Caburn sat back and thumbed through it quickly. It was a compendium of flight numbers, travel times, departures, arrivals, and off days. At the top of each page, near the printed date number was some sort of scientific symbol penciled in. Some dates were circled with initials insid
e the circle. Some dates were X’d out. In the lined pages at the front and back of the books, were phone numbers—work numbers, landlines and cells. Below the phone numbers were e-mail addresses. The very last few pages functioned as an address book.
The florescent lights overhead began to buzz and wink as Helen returned to the office. She looked at the ceiling. “I guess Dracula is trying to wake up.”
Or the rats were eating the electrical wires, thought Caburn. He handed the moleskin book to her. “What do you make of this?”
She leafed through the book. “This is the medical symbol for female,” she told him, tipping the book so he could see.
“There’s a pattern....” She thumbed the pages back and forth for a moment. “Here’s one of his return flights, two—no three days before Thanksgiving. He returned stateside on the 21st, then has a line drawn through November 22 and 23. He delivers again on the 28th returns on the 29th. There’s a line drawn through November 30th and December 1st. I don’t know what it means. It looks like he’s making extensions of some sort. Then every time there’s the female symbol he has the dates blacked out for a week to ten days. Weird.”
“You think I ought to run this over the FBI for analysis?”
“Oh, funny. That’d be worth your job.” She fingered the moleskin. “This has been personalized. You ought to check with Anna Nesmith, see if there are books for years past. You could reference all the phone numbers and addresses, and put the whole caboodle on Albert’s desk Monday morning. What’s in his wallet?”
“I didn’t go through it. It’s creepy going through a dead man’s wallet.”

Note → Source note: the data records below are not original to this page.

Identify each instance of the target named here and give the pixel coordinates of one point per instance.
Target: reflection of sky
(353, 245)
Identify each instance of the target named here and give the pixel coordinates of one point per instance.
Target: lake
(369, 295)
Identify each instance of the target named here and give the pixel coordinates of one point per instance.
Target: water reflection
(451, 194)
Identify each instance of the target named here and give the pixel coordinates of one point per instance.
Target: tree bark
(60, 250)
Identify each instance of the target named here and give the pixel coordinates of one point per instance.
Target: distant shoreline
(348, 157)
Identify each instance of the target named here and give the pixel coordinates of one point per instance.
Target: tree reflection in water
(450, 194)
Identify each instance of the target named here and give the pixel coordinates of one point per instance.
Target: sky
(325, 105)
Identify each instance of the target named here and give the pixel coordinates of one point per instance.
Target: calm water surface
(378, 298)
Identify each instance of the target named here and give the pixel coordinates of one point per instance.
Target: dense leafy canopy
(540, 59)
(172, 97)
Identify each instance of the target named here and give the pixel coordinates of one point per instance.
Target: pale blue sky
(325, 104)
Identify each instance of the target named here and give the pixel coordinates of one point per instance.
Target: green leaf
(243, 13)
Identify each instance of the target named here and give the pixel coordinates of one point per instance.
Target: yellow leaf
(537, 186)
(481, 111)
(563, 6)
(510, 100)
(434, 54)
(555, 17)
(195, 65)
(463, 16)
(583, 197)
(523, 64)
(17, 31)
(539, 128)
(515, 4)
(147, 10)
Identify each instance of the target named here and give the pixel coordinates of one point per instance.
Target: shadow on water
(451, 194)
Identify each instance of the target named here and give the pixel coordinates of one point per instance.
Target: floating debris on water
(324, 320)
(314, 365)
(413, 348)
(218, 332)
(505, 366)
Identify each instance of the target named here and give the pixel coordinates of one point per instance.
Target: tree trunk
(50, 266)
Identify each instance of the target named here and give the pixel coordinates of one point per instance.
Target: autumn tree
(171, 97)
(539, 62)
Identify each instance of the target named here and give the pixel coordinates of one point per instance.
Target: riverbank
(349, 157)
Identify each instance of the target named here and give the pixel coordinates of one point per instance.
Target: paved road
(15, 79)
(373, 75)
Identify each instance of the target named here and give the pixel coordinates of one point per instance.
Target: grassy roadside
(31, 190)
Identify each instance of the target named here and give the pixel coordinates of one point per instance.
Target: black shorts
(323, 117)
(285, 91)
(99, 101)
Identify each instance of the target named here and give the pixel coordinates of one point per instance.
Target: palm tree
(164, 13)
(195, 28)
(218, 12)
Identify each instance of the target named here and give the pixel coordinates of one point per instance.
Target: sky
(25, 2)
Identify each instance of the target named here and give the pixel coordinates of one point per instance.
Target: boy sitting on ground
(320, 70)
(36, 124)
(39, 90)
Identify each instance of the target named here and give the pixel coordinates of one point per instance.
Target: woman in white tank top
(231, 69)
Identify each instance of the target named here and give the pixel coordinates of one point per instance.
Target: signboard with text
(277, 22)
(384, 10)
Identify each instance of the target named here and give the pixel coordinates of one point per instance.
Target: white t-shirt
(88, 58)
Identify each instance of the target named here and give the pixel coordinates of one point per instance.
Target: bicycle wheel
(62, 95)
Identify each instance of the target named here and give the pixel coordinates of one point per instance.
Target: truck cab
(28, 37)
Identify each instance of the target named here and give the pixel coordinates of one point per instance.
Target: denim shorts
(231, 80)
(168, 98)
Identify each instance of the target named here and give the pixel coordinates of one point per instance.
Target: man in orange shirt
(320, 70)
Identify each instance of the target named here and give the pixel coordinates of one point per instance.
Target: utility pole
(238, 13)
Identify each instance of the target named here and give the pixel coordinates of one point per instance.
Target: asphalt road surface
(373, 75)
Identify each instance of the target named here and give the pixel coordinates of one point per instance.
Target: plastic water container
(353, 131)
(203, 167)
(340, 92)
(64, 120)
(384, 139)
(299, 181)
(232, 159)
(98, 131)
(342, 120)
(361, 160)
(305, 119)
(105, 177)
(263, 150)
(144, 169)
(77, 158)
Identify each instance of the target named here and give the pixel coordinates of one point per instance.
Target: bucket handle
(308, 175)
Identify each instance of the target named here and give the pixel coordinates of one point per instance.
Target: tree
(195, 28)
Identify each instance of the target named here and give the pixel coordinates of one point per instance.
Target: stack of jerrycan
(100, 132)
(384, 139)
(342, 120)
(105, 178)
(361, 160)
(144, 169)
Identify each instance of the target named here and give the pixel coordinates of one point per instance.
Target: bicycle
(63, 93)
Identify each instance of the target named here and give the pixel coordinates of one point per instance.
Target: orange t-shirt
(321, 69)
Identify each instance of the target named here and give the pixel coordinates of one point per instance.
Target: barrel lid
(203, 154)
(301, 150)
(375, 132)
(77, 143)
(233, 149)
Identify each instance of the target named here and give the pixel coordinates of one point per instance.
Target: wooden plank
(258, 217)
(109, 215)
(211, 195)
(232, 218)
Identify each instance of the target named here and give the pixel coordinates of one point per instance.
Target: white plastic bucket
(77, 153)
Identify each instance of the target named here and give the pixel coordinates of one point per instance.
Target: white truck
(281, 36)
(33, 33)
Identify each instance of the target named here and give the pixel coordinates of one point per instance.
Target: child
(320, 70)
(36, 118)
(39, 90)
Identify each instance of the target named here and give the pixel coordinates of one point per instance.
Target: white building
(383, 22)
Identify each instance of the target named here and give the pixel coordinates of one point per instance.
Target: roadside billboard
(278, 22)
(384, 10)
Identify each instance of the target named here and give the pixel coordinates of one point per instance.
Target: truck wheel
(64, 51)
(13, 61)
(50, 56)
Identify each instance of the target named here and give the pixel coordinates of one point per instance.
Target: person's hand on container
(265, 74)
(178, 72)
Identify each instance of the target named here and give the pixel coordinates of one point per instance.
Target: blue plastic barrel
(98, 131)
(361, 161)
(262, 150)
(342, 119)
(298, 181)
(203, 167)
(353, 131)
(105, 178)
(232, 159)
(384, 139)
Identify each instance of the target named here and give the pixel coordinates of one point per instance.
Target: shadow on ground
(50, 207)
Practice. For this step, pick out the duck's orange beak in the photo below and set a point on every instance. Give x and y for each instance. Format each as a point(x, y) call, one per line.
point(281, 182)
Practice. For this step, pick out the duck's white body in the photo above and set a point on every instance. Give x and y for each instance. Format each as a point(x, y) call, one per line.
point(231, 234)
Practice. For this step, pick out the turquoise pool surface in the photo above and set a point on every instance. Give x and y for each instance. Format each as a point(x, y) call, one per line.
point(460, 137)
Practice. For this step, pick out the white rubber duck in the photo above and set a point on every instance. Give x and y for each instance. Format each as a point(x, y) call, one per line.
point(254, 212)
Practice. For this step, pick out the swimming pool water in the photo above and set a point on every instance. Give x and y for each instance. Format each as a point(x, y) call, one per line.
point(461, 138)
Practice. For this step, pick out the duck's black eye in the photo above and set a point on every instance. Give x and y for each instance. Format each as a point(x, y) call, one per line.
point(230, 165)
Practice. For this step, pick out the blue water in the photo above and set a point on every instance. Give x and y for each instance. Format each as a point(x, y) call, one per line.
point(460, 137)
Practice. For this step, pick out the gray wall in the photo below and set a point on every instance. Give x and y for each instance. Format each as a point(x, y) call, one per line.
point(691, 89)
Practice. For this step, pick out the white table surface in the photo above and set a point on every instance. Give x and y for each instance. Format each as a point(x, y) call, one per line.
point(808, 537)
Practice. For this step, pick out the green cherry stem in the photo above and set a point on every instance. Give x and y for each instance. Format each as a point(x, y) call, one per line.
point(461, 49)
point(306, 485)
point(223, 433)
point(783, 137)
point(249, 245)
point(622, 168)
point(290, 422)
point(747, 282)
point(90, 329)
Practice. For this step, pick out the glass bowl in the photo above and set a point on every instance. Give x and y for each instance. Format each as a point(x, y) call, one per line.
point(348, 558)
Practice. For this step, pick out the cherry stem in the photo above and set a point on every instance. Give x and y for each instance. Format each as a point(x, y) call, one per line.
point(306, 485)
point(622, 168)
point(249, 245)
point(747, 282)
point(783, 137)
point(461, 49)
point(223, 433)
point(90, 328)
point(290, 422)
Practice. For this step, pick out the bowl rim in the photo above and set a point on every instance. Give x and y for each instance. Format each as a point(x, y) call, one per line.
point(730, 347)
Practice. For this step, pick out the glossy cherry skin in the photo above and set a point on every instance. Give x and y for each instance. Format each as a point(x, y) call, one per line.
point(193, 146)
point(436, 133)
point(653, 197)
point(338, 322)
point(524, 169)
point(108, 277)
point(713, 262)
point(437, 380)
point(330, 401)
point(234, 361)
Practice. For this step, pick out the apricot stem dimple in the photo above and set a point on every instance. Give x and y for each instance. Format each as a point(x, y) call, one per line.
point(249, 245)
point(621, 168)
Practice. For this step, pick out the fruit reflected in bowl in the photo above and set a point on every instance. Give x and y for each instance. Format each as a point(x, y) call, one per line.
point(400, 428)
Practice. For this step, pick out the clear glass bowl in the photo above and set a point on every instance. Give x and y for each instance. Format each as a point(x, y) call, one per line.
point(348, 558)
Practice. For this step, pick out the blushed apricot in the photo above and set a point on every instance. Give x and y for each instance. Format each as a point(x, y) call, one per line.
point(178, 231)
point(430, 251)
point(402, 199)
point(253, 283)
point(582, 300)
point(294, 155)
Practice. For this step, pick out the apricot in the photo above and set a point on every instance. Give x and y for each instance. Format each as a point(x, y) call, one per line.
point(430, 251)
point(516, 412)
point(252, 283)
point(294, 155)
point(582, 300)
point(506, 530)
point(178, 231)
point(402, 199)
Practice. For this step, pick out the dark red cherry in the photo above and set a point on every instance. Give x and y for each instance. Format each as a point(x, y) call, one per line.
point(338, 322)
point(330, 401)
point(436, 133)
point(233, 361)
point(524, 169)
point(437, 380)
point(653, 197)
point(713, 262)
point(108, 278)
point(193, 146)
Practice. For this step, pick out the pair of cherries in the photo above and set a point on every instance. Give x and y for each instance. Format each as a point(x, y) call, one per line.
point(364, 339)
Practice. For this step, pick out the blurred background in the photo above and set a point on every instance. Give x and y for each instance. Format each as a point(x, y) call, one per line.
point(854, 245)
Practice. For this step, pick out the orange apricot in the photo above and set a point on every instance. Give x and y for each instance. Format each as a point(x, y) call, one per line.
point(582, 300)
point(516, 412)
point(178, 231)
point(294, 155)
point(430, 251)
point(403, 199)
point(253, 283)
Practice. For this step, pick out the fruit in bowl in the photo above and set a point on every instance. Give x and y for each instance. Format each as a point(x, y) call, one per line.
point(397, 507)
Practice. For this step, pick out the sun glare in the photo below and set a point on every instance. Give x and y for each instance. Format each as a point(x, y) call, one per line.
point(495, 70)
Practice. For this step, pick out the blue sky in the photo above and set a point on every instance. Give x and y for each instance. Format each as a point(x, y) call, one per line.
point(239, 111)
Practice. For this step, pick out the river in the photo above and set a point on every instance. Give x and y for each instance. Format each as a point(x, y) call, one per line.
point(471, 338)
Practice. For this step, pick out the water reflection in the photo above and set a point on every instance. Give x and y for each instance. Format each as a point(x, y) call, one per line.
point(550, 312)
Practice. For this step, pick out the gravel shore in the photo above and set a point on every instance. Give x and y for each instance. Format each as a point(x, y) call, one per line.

Helen rolled her eyes, and picked it up. “It’ll have to be inventoried.” She riffled though the dollars slot. “There’s more than three hundred in US and about sixty in euros. Oh, God. Here’s a pack of condoms.” A slip of paper fell out. Helen studied it a few seconds. “This is from National. His car is in long-term parking. I guess you can have it towed.”
“To where?”
“Our garage? I mean all this stuff is Nesmith’s personal effects, except for the State Department ID. It’ll have to be given to his wife—wives.”
Caburn gathered everything up, except for the moleskin. He tossed the condoms into the trash. No way would he pass those to Anna. Everything else he shoved back into the envelope. “Let’s just
save this for Albert on Monday. I gotta go wash my hands.”
”Sounds like a plan,” Helen said. “Now, I’m out of here
—hand over the forty-six dollars you owe me from yesterday.”